The characteristics of atmospheric PAHs associated with PM10 and PM2.5 have been studied in Hefei City, China. A seasonal variation trend was observed for the particulate matter-associated PAH concentrations (higher level in winter and lower in summer). HMW-PAHs were dominant in both PM2.5 and PM10, and the COM-PAHs represent the majority of total PAHs, indicating that the dominant sources of atmospheric PAHs in Hefei are fuel combustion and vehicles emission.
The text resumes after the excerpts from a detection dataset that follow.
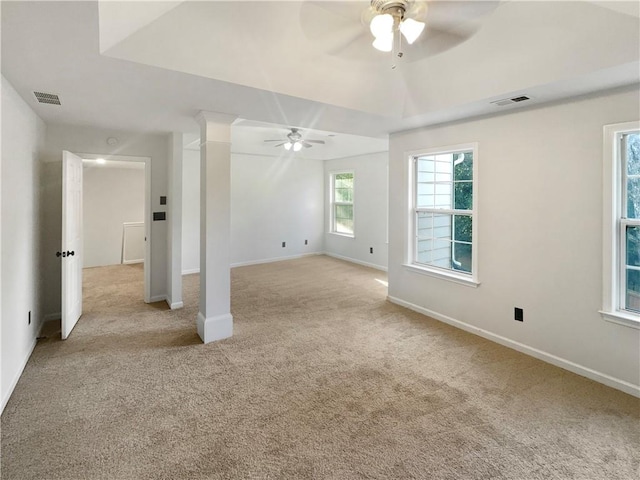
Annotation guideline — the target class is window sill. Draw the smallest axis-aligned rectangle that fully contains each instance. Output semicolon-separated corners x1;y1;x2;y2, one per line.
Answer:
600;310;640;330
404;263;480;288
329;232;356;238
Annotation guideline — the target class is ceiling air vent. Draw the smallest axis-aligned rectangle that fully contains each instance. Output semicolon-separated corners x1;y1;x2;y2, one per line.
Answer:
491;95;531;107
33;92;61;105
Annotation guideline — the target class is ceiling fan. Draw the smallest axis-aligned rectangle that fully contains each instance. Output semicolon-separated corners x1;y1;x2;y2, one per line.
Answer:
300;0;500;63
265;128;324;152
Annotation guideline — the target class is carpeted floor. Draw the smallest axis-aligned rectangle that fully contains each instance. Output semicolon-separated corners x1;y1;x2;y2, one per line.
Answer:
1;256;640;480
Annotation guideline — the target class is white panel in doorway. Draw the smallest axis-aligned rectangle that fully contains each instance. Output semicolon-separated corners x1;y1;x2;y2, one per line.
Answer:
122;222;144;264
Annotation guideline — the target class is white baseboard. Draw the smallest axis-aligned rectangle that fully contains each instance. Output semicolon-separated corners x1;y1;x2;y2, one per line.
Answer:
323;252;387;272
122;258;144;265
387;296;640;398
0;313;48;414
196;312;233;343
231;252;322;268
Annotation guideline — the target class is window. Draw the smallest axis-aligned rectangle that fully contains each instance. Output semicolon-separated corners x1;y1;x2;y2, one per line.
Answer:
409;145;477;285
331;172;353;236
602;122;640;328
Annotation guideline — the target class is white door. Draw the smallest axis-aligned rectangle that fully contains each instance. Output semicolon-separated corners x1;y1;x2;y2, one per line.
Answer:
58;151;82;340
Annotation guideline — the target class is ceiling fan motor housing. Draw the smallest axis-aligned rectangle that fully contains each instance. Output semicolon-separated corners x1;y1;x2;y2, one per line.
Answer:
371;0;409;19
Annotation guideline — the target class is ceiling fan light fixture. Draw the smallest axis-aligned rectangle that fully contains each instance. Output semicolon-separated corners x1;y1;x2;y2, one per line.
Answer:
400;18;425;45
371;33;393;52
369;13;393;39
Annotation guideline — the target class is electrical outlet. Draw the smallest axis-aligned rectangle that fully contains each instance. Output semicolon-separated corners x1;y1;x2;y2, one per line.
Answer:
513;307;524;322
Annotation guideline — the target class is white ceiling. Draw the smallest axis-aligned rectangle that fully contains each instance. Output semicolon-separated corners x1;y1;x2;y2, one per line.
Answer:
1;0;640;158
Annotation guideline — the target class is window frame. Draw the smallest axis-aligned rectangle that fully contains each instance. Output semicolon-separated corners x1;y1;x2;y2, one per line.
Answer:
600;121;640;329
404;142;480;287
329;170;356;238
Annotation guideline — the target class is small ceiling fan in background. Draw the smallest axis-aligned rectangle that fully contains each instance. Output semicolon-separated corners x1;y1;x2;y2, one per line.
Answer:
265;128;324;152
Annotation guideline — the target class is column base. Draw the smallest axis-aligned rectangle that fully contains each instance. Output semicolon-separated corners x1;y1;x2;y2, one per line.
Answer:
196;312;233;343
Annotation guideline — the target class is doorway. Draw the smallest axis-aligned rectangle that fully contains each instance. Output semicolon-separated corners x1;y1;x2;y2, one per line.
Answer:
80;154;151;303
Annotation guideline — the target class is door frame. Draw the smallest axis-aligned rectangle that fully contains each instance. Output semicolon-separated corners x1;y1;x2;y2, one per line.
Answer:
76;153;151;303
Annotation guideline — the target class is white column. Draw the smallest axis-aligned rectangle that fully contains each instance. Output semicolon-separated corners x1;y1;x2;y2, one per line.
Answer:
196;112;236;343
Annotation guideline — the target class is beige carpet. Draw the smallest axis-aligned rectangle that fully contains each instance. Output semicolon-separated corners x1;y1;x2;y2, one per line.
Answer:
1;257;640;480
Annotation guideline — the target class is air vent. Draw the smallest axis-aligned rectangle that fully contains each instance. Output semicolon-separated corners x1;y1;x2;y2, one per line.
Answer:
33;92;61;105
491;95;531;107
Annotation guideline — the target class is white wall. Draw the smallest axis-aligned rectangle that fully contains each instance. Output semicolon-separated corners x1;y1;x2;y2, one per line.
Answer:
42;125;169;316
389;89;640;394
0;77;45;411
83;163;145;268
324;152;389;269
182;150;324;273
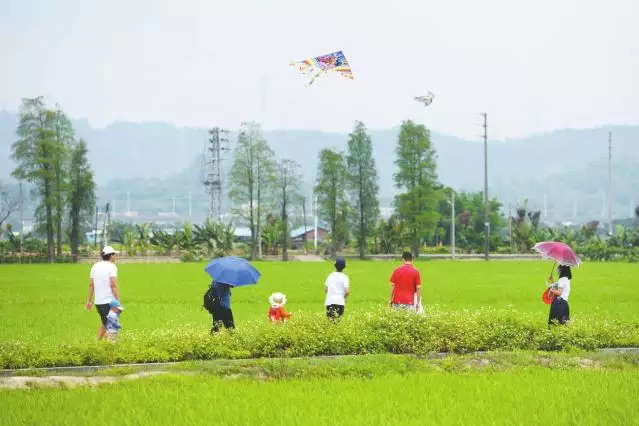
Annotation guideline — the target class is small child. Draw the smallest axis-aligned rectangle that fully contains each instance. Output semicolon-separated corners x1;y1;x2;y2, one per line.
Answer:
268;293;291;322
106;299;124;342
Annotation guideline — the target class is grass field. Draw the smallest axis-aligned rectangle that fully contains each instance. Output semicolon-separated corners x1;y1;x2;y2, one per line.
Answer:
0;261;639;425
0;261;639;344
0;356;639;425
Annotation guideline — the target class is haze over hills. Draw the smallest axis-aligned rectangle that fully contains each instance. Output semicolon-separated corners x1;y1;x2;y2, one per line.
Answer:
0;111;639;220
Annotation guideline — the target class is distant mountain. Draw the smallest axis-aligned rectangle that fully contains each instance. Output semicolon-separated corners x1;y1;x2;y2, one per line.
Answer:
0;112;639;223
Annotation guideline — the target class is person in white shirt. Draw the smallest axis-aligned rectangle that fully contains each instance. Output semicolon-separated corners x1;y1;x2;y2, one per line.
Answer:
548;265;572;326
324;257;351;319
85;246;120;340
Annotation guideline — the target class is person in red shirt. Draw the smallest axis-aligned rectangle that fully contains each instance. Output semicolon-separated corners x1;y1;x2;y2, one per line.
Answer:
389;251;422;311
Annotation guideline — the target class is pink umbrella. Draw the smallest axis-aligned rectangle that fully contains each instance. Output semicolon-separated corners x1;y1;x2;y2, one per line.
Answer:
533;241;581;268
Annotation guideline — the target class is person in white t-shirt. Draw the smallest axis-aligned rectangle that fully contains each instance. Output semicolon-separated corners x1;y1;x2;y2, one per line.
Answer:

The BaP-TEQ values in winter were higher than those in summer, indicating that the PAH pollution in winter raises more risks to human health. The ICR is calculated as 2.8 × 10−3, which exceeds the safety range. Thus, it is suggested that effective control measures to reduce particulate matter pollution in Hefei should be taken in a way to reduce the exposure risk of PAHs to humans.